GRAAL-Research/deepparse

[BUG] `SSLError` when downloading model weights of model type: `bpemb`

ajndkr opened this issue · 6 comments

Describe the bug

When trying to use the deepparse.parser.AddressParser class with model_type="bpemb", the model weights download fails due to an SSLError:

requests.exceptions.SSLError: HTTPSConnectionPool(host='bpemb.h-its.org', port=443): Max retries exceeded with url: /multi/multi.wiki.bpe.vs100000.model (Caused by SSLError(SSLCertVerificationError(1, '[SSL: CERTIFICATE_VERIFY_FAILED] certificate verify failed: unable to get local issuer certificate (_ssl.c:997)')))

To Reproduce

Delete model weights cache, most likely ~/.cache/deepparse, and attempt to initialise the class:

from deepparse.parser import AddressParser
address_parser = AddressParser(model_type="bpemb", attention_mechanism=False)

Expected behavior

The model download should not fail.

Desktop:

No LSB modules are available.
Distributor ID: Ubuntu
Description:    Ubuntu 20.04.3 LTS
Release:        20.04
Codename:       focal

I am using deepparse==0.9.1.

Additional context

For the moment, I have implemented a dirty fix using a no_ssl_verification (from https://gist.github.com/ChenTanyi/0c47652bd916b61dc196968bca7dad1d) where I initialise the class under this context.

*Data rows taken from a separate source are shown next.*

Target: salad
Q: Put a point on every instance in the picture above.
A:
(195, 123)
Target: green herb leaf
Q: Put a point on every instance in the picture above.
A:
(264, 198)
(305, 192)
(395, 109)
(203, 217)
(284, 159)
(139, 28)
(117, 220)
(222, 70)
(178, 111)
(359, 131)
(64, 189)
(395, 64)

Thank you for you interest in improving Deepparse.

@AjinkyaIndulkar It's BPEmb to fix it since they do the request call. I've opened an issue. Their SSL certificate must have expired.

In the meantime, can you open a PR with your hot-fix so we can release a hot-fix to make it until the bug is fixed?

yeah sure.

@davebulaval I've opened a PR with the hotfix: #157

can you please review?

Done. I've changed the place to wrap around BPEmb instead of deepparse address parser code. Will publish it as soon as tests pass.

Release in 0.9.2. As per BPEmb's mention, they have also pushed a temporary hot-fix that removes SSL certificate verification and will investigate why the certificate is not working since it has been renewed recently.

The patch will be used to handle the potential certificate error.